Jobs that fail repeatedly may indicate a systemic issue — a misconfigured storage backend, an unreachable external service, or a bug in processing logic. Investigate the root cause rather than simply retrying failed jobs.

Administrative Operations

Administrators have several tools for managing the job system:

  • Expire stuck jobs. Jobs that have been in the running state longer than expected can be forcibly expired, releasing their locks and allowing them to be retried or marked as failed.
  • Clear stale locks. When workers crash or are restarted, they may leave behind locks that prevent other workers from picking up jobs. Administrators can clear these stale locks to restore normal processing.
  • View job history. See the full history of jobs including their creation time, processing duration, completion status, and any error messages. Use this to identify patterns in failures or performance bottlenecks.
  • Monitor active jobs. View all currently running and pending jobs to understand the current processing load and identify any jobs that may be stuck.

Job Queues

The platform organizes jobs into separate queues based on the type of work being performed. This separation ensures that a spike in one type of processing does not block other types from making progress.

QueueWork Type
ContentMedia transcoding, document processing, thumbnail generation, supplementary file handling.
AnalyticsData transforms, aggregation jobs, report generation.
SegmentationAudience segment computation, membership recalculation.
IndexingSearch index updates, content reindexing operations.
NotificationsEmail delivery, push notifications, webhook dispatches.

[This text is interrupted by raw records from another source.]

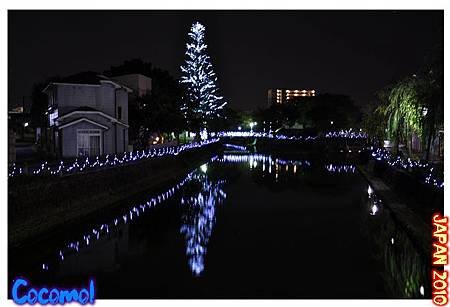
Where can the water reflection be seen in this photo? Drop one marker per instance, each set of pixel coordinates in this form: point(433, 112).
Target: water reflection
point(115, 225)
point(405, 268)
point(200, 199)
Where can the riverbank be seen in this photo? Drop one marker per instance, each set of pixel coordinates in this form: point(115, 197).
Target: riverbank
point(411, 221)
point(65, 200)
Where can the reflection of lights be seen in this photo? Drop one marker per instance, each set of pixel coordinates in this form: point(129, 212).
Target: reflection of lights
point(407, 164)
point(199, 219)
point(104, 229)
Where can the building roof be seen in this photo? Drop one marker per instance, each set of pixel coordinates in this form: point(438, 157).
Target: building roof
point(83, 119)
point(87, 78)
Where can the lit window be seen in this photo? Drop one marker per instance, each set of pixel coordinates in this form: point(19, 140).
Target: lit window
point(88, 142)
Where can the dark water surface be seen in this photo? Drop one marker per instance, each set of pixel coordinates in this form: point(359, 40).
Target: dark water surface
point(240, 226)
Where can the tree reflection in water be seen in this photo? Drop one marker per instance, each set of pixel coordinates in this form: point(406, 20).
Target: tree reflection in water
point(405, 268)
point(200, 198)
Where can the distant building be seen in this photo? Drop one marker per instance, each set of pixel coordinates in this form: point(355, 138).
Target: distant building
point(87, 116)
point(140, 84)
point(279, 96)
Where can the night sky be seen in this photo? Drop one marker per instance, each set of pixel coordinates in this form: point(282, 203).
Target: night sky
point(342, 52)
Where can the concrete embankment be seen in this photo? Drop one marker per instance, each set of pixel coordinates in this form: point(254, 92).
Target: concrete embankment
point(411, 221)
point(39, 205)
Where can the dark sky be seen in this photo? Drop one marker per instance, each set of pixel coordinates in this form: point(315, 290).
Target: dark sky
point(342, 52)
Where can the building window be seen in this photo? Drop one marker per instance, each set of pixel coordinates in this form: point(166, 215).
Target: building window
point(119, 113)
point(88, 142)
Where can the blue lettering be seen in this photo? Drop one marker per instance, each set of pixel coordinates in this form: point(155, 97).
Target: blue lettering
point(19, 300)
point(53, 297)
point(41, 298)
point(32, 296)
point(68, 296)
point(91, 291)
point(83, 297)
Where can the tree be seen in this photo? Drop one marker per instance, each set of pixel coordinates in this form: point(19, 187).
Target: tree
point(432, 93)
point(202, 103)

Workers can be configured to process jobs from specific queues, allowing you to dedicate more resources to high-priority or resource-intensive work types.

Monitoring

Effective job monitoring helps you stay ahead of problems before they affect users. Key metrics to watch include:

  • Queue depth. How many jobs are waiting in each queue. A growing queue indicates that workers cannot keep up with demand.
  • Processing duration. How long jobs take to complete. Sudden increases may indicate performance degradation in a downstream service.
  • Failure rate. The ratio of failed jobs to total jobs. A rising failure rate warrants immediate investigation.
  • Lock age. How long active locks have been held. Locks held for much longer than the typical processing time suggest stuck jobs.
  • Retry count. How often jobs are being retried. Frequent retries indicate intermittent issues that may need attention.
Set up regular checks of the job administration interface during peak usage periods. Clearing stale locks and expiring stuck jobs proactively prevents backlogs from cascading into user-visible delays.